Director turned playwright Rob Urbinati has done a truly marvelous thing: He’s turned an infrequently read Oscar Wilde short story into a play that actually improves on Wilde’s original. “Lord Arthur Savile’s Crime,” the basis for Urbinati’s “West Moon Street,” tells the tale of young Lord Arthur (David Ruffin), who’s on cloud nine – he’s just down from Oxford and engaged to be married to the appropriately aristocratic Sybil (Melissa Miller). His naïve happiness is smashed to smithereens by a night spent at the residence of his confidante Lady Windermere (Judith Hawking), at which a mysterious palm-reader foretells a deadly turn of events.
Wilde’s original is filled with wit and subtly subversive humor. Urbinati’s adaptation takes Wilde’s lead and runs with it, making clear things that would have been taboo in Oscar’s day and subtly suggesting things that are still subversive today. For example, Urbinati transforms Herr Winkelkropf (the sharp, intelligent Michael Crane) – merely a German “revolutionary” with “Russian” leanings in the original – into a frankly acknowledged anarchist, and gives him lines that underline political and social points only hinted at in Wilde’s story.
Even more, Urbinati turns the originally mild role of Lady Windermere into a cunningly manipulative force of nature (like her namesake in Wilde’s play “Lady Windermere’s Fan”), and Hawking turns the role into an unquestionable “lead” performance, replete with quotable lines and juicy motivation. Glenn Peters gets the “Lady Bracknell” award for giving the evening’s only drag role (the stiff-necked but hedonistic Lady Clem) a truly believable interpretation.
This production also benefits from the designs of Lee Savage (set) and Naomi Wolff (costumes).
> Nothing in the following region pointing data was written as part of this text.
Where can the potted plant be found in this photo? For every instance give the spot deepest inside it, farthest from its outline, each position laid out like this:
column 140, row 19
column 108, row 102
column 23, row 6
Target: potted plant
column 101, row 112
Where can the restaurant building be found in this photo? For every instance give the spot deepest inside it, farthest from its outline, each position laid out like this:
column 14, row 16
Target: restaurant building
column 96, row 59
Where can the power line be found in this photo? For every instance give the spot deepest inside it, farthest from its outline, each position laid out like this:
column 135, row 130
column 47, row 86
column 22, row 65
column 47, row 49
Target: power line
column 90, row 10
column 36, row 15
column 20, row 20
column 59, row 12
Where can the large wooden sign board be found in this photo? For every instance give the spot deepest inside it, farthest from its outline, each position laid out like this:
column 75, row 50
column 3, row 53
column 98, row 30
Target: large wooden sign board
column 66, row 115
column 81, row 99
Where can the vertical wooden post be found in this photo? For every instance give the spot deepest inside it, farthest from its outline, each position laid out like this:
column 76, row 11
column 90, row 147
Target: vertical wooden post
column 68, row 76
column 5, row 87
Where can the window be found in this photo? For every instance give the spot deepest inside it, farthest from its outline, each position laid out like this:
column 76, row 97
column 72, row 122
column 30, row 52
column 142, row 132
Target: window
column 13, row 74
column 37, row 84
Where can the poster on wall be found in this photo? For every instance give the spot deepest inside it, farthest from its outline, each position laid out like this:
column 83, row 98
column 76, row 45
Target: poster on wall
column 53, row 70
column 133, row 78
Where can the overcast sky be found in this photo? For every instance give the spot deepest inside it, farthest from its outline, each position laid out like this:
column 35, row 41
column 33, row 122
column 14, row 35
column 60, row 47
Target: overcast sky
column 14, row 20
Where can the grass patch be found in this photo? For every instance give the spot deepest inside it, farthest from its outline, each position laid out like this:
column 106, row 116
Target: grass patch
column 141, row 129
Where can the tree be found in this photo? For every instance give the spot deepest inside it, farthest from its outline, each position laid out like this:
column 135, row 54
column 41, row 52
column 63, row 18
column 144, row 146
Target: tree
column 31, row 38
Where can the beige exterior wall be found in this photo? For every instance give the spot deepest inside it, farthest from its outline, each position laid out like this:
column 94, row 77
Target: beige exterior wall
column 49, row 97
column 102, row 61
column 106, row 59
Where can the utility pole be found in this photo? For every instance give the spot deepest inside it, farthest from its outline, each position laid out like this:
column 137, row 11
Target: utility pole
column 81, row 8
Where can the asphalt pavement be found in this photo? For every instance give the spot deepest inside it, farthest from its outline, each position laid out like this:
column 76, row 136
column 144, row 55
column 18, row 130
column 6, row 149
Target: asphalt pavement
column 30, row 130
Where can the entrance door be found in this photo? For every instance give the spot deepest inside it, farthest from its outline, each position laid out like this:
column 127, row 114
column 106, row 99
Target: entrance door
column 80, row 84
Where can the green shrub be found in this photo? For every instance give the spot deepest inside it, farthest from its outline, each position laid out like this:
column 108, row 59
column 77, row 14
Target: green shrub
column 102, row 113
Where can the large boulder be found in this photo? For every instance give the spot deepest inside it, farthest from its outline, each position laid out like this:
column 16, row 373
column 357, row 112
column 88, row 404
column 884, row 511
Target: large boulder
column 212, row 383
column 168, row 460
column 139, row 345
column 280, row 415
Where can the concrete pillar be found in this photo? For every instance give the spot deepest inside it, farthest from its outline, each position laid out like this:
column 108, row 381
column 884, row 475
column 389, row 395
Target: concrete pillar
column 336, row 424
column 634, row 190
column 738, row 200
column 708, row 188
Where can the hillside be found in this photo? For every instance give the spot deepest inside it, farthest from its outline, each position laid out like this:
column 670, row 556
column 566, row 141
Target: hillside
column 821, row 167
Savage sets the tale’s visuals against an aquatic blue background, which achieves the right balance between light comedy and the murderousness of Lord Arthur’s “dark quest.” Wolff’s costumes also tell their own story: Many of the show’s biggest laughs arrive through the overstated outfits of silly clotheshorse Jane (Jocelyn Greene).
In the central role of Lord Arthur, Ruffin unfortunately takes his time to get the role right, mumbling many of his lines until it’s time for Arthur to take center stage. Once he’s on a roll, though, Ruffin clearly expresses Arthur’s dilemma, which is only exacerbated by the fact that Lord Savile is a certifiable idiot. “West Moon Street” is a Wilde ride indeed!